Cela dit, le mouvement comptera sur un coup de main inestimable : L’opportunisme politique. Ainsi, plus le mouvement se renforce plus les partis politiques en profitent. « Du PJD, au PAM et même jusqu’au minoritaire PSU, les partis politiques vont surréagir au boycott. Ce faisant, ils ont fait office d’« idiots utiles » pour un mouvement qui manquait encore clairement de légitimité, mais qui a su jouer sur les dissensions internes », analyse-t-on. Le PJD en tête ! Avec les joutes de Benkirane auquel plusieurs militants du parti emboitent le pas ne mâchant plus leurs mots à l’encontre du leader du RNI (Hormis Lahcen Daoudi qui a soutenu le sit-in des salariés de Centrale Danone devant le Parlement).

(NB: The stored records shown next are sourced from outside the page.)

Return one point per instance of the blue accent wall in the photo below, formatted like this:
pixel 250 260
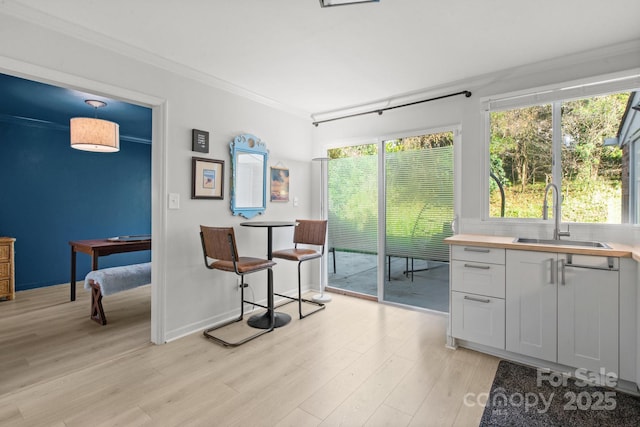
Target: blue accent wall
pixel 51 194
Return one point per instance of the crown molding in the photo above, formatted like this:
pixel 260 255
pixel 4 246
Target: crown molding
pixel 72 29
pixel 44 124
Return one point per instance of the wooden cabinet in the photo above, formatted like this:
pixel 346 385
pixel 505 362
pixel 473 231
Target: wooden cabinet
pixel 563 308
pixel 477 295
pixel 7 285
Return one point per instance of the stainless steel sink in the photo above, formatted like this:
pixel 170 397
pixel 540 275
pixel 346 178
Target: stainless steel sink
pixel 588 244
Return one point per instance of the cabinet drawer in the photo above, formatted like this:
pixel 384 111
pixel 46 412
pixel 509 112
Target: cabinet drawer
pixel 5 268
pixel 5 253
pixel 478 254
pixel 478 278
pixel 4 286
pixel 478 319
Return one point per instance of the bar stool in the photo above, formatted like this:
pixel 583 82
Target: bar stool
pixel 307 232
pixel 219 244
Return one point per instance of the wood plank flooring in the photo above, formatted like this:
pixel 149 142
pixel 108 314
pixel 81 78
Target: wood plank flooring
pixel 357 363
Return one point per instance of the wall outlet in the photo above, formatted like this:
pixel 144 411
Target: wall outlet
pixel 174 201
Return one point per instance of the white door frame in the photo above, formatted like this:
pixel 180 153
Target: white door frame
pixel 158 167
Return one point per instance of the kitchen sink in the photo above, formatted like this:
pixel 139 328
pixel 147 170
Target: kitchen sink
pixel 587 244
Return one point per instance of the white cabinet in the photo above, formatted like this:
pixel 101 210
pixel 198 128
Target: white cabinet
pixel 477 295
pixel 563 308
pixel 531 304
pixel 588 312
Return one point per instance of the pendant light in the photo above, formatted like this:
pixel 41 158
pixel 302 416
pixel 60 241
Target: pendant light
pixel 97 135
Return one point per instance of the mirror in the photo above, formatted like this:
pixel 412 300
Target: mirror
pixel 249 176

L’opportunité est trop belle pour la laisser passer. « S’il semble peu probable que le PJD soit derrière cette campagne orchestrée de manipulation de l’information, son manque de retenue a favorisé la viralité de celle-ci ».
L’étude va plus loin en suivant de près la suppression massive en mars 2019, des pages impliquées dans le boycott et leur réorganisation, ce qui pour les auteurs de l’étude, est révélateur d’un mouvement organisé, hiérarchisé et compartimenté. « À cela s’ajoute une homogénéité politique claire, avec des discours pro-turc et pro-Frères Musulmans ».
L’étude souligne tout de même quelque chose d’étrange, lorsqu’elle évoque les acteurs de ce réseau, notamment ce passage « La plupart de ces blogueurs sont liés à M. B., qui les a rencontrés à de multiples reprises, en tête à tête, ou en groupe ».
Sauf si c’est de l’investigation des auteurs de l’étude, anonymes par ailleurs, ce genre de travaux se base sur l’analyse d’éléments factuels.
Revenons aux moyens financiers utilisés, l’étude qui avance l’implication d’acteurs puissants et structurés, évoque désormais un réseau financé par des collectes de fonds, notamment sur des sites de cagnotte en ligne comme Leetchi. Difficile pour un réseau soi-disant structuré de passer par ce type de moyens en réalité, d’autant qu’ils sont ouverts et traçables. Mais les auteurs de l’étude estiment que « L’importance des fonds ainsi que la multiplicité des cagnottes interrogent. Une fois regroupés, ces éléments accréditent l’hypothèse d’un financement extérieur et massif ».
Ils vont par ailleurs vite en besogne lorsqu’ils avancent « que le mouvement occulte derrière le boycott peut devenir une véritable force activiste d’opposition, activable à tout moment et capable, dans un temps très court, de créer un chaos politique » !
Mais pour eux c’est une hypothèse qui tient la route à l’approche des élections de 2021 aux enjeux non négligeables pour le Maroc.